Chocolate event explores cocoa industry slavery

Chocolate event explores cocoa industry slavery
October 1, 2019

Students walking by Cross Campus on Friday afternoon were greeted by free chocolate — handed out by Tony’s Chocolonely to promote the company’s mission of 100 percent slave-free chocolate worldwide.

The MacMillan Center for International and Area Studies, the Gilder Lehrman Center for the Study of Slavery, Resistance and Abolition and the Human Rights Journal co-hosted a day of events with the chocolate company. Friday’s program was part of a series of campus events that will be held this semester to reflect on the year 1619, when the first enslaved Africans were sent to the coast of Virginia.

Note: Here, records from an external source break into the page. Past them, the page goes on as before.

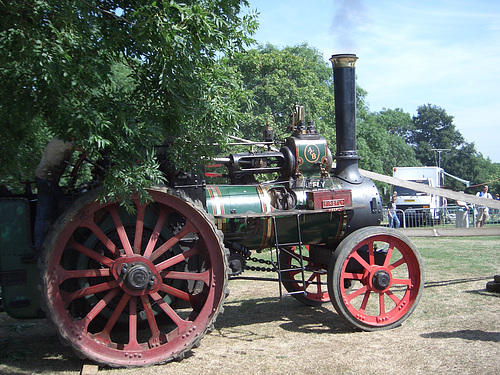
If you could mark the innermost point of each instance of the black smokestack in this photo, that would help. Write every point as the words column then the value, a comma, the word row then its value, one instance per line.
column 344, row 77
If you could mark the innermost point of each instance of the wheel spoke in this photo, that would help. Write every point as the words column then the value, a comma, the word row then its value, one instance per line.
column 155, row 332
column 99, row 307
column 181, row 324
column 104, row 335
column 353, row 276
column 203, row 276
column 356, row 293
column 401, row 281
column 156, row 233
column 122, row 233
column 188, row 228
column 174, row 292
column 176, row 259
column 63, row 274
column 397, row 263
column 69, row 297
column 133, row 344
column 381, row 299
column 90, row 253
column 90, row 224
column 393, row 297
column 365, row 301
column 371, row 254
column 388, row 256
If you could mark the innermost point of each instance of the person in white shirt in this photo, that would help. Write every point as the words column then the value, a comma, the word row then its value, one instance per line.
column 483, row 211
column 47, row 175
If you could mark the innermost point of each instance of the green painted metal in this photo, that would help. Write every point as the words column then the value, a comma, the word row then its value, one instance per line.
column 20, row 294
column 258, row 231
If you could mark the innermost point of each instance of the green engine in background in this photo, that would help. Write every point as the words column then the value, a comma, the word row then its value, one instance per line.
column 18, row 277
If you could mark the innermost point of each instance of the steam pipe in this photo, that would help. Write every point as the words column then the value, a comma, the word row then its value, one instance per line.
column 344, row 77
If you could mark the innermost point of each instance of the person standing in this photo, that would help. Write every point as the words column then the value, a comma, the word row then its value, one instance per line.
column 47, row 175
column 483, row 211
column 391, row 211
column 462, row 215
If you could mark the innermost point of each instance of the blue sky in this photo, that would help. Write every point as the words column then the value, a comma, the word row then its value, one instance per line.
column 411, row 53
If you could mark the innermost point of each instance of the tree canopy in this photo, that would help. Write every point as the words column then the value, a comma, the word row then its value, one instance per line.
column 118, row 76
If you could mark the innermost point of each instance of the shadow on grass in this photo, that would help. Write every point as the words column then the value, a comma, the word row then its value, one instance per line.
column 473, row 335
column 289, row 314
column 434, row 284
column 33, row 346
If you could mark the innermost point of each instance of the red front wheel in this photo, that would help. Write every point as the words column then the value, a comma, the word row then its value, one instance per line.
column 375, row 278
column 134, row 289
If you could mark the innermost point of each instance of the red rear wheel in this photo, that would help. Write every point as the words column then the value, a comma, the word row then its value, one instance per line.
column 134, row 289
column 375, row 278
column 316, row 291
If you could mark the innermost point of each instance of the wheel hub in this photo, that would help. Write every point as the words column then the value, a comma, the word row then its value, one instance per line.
column 136, row 275
column 381, row 279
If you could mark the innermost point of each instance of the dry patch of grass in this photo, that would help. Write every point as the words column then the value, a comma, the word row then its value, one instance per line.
column 454, row 330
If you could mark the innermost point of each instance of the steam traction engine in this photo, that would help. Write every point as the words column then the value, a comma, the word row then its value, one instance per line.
column 137, row 289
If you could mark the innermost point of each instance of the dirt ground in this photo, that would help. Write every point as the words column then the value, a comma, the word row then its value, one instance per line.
column 454, row 330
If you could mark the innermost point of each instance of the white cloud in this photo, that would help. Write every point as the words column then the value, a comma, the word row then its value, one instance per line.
column 443, row 52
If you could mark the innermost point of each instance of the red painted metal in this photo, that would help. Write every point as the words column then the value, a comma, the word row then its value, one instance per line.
column 370, row 302
column 121, row 322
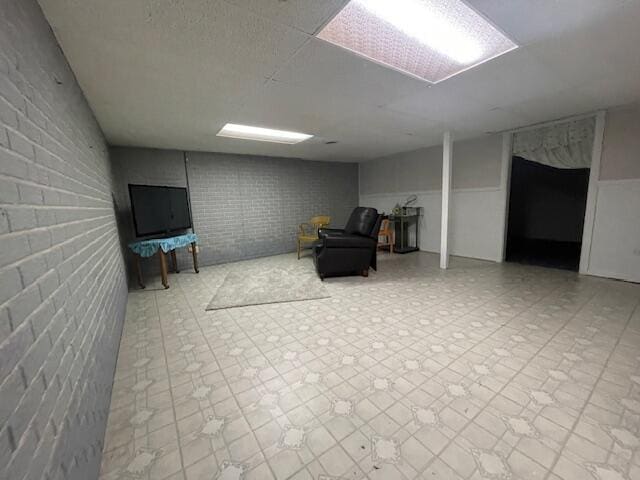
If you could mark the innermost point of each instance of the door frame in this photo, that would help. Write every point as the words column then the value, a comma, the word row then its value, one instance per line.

In an evening presentation from Tony’s Chocolonely U.S. Marketing Manager Dena White, White explained that the company aims to bring awareness to the plight of the more than 2 million people still enslaved to produce chocolate. The red and blue Tony’s van, parked on Cross Campus on Friday, served quite literally as “a vehicle to tell the story,” White said. The truck is travelling across the U.S., giving free samples to communities and sharing the realities of the cocoa industry.

“Things aren’t being shared evenly in the chocolate supply chain,” reads the mission statement on the Tony’s Chocolonely website. “The chain starts with millions of farmers who produce cocoa and ends with the billions of consumers who enjoy chocolate. But what about the bit in between?”